Boris Karamarov, over 7 years ago
I'm so mad right now for forgetting to bookmark a link where someone accuses the W3C of being a shill for Google, Microsoft, and Facebook.... and they had spectacular arguments
Catalin Cimpanu, over 7 years ago
I read something similar from the Pale Moon devs (first paragraph)
Joe Blau, over 7 years ago Thanks @catalin This reminds me of the XKCD
Unfortunately (or fortunately) those companies have the most to lose if the web and browsers don't go the way they want.
Paul Comanescu, over 7 years ago
And the app icons list is incomplete, tbh...
Marc Edwards, over 7 years ago (edited over 7 years ago )
Yeah, but in this context (a website), you really only need a few sizes, if that. It’s not like most websites should assume people are going to add them to their iPhone or iPad home screen.
I think the point stands — icons are pretty difficult to get right.
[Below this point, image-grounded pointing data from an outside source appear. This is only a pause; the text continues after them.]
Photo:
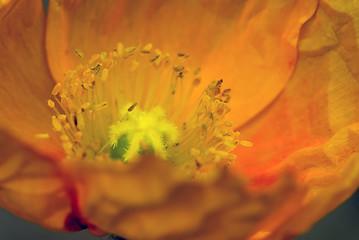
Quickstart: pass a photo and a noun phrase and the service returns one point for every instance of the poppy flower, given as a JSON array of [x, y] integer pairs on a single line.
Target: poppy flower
[[123, 117]]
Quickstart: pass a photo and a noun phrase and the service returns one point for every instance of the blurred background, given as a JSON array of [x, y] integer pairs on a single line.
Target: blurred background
[[341, 224]]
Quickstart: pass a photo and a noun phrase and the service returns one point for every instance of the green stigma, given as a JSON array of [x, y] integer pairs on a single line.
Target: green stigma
[[137, 132]]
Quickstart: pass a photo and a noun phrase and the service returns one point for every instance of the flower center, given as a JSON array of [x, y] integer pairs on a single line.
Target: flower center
[[123, 103]]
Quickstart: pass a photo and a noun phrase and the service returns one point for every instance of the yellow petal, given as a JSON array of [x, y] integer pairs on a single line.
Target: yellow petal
[[25, 81], [31, 186]]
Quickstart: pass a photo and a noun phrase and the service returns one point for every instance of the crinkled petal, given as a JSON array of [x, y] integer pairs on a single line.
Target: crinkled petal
[[312, 127], [32, 186], [259, 56], [251, 44], [25, 80], [151, 200]]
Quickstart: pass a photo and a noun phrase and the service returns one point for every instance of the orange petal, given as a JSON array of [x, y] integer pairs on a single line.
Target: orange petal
[[94, 26], [312, 127], [259, 56], [25, 81], [232, 34], [31, 186], [150, 199]]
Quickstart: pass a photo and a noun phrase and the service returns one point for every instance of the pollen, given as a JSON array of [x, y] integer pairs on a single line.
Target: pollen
[[121, 104], [137, 131]]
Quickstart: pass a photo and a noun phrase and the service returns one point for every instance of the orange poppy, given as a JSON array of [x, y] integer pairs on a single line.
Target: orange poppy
[[291, 68]]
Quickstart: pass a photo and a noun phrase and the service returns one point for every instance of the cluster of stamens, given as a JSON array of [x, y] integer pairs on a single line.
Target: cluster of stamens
[[111, 92]]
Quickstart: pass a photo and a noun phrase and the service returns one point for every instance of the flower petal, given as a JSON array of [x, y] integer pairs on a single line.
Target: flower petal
[[150, 199], [312, 127], [31, 186], [259, 56], [25, 81], [231, 33]]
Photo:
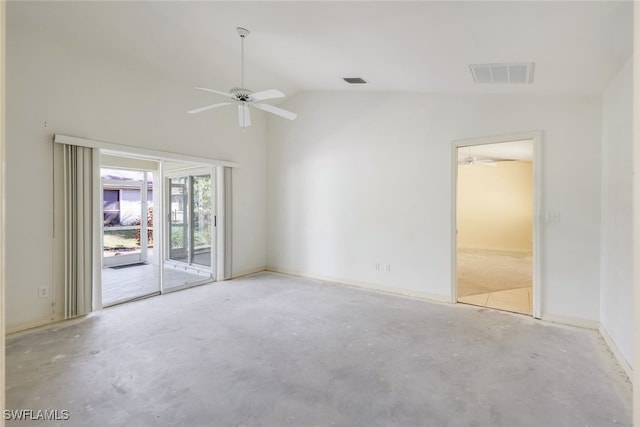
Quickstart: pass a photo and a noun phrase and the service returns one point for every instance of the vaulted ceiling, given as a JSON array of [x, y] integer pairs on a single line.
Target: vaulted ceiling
[[396, 46]]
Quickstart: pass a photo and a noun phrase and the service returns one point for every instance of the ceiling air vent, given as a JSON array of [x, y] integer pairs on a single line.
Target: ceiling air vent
[[502, 73], [354, 80]]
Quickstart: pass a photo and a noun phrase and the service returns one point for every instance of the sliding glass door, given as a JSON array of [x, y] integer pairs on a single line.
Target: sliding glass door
[[130, 268], [190, 225]]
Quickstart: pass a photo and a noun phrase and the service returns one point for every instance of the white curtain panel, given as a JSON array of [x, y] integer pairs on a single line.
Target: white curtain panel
[[78, 221]]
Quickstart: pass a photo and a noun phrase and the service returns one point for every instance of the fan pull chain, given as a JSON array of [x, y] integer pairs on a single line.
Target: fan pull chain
[[242, 61]]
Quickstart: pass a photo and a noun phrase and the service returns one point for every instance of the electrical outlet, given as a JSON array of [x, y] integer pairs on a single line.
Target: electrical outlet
[[43, 292], [552, 216]]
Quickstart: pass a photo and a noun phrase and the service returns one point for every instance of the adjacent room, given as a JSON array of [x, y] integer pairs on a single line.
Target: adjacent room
[[495, 227], [319, 213]]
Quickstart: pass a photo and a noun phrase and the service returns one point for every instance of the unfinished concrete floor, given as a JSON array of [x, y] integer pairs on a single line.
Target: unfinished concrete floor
[[275, 350]]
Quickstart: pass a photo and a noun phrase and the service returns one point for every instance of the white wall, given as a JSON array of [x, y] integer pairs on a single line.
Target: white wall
[[362, 178], [616, 292], [79, 92]]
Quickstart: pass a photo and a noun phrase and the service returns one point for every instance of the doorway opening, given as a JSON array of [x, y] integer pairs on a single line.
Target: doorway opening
[[495, 225], [158, 230]]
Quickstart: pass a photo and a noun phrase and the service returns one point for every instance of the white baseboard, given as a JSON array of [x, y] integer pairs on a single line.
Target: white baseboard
[[407, 293], [249, 272], [32, 325], [624, 364], [571, 321]]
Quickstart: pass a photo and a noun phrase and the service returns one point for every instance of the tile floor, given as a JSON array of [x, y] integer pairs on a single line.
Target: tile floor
[[495, 279], [514, 300], [122, 284]]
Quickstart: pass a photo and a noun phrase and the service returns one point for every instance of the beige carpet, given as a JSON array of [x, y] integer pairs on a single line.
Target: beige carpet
[[483, 271]]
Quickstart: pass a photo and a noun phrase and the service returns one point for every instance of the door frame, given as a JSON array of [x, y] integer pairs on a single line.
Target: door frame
[[536, 137]]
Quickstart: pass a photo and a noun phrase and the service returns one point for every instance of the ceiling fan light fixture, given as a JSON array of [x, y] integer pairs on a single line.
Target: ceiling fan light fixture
[[354, 80], [244, 98]]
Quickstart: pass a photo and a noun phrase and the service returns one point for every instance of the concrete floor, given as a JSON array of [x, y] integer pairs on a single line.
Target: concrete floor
[[276, 350]]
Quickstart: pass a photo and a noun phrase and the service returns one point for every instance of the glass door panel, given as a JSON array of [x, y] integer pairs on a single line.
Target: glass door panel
[[190, 226], [178, 221], [128, 263], [201, 214]]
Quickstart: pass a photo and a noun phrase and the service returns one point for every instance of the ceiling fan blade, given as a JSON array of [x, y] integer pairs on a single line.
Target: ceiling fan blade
[[277, 111], [244, 117], [267, 94], [213, 91], [208, 107]]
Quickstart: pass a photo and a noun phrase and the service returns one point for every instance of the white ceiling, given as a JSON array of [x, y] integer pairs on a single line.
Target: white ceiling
[[513, 150], [397, 46]]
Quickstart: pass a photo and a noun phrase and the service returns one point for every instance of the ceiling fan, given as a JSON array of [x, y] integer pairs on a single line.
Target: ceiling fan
[[244, 97], [470, 160]]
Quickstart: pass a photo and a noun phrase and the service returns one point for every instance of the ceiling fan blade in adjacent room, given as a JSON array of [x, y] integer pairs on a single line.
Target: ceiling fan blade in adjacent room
[[208, 107], [213, 91], [267, 94], [244, 117], [486, 163], [277, 111]]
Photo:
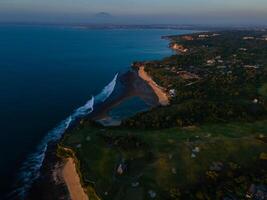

I just wouldn’t bother with the full set of 11 iOS icon sizes and 16×16, and 32×32 and the IE/Edge sizes.
Ed Adams, over 7 years ago
Is there any sort of consensus on what the "minimum" you can get away with is?
As someone who just makes fairly small scope websites that are unlikely to end up on anyone's home screens or even on those fancy IE/Edge tiles, I've been content to only have an SVG logo in my
<link rel="icon">
and call it a day. I didn't want to waste time with all this fussing around, but I'm wondering if I should at least do some.Alec Lomas, over 7 years ago
Unfortunately, SVG favicons are only supported in 17% of browsers globally. Meantime, we still have to provide
.ico
&.png
&.gif
backups.Marc Edwards, over 7 years ago (edited over 7 years ago )
These are the sizes I supply.
- 16×16 Used many places
- 32×32 Used many places
- 144×144 IE/Edge pinned site
- 152×152 iOS and Android
- 180×180 iOS and Android
Alex Johnson, over 7 years ago
Until a day of better standards, i have found this tool to be nearly painless: http://realfavicongenerator.net/
I discovered in while poking around on some codrops templates and it has proven very useful.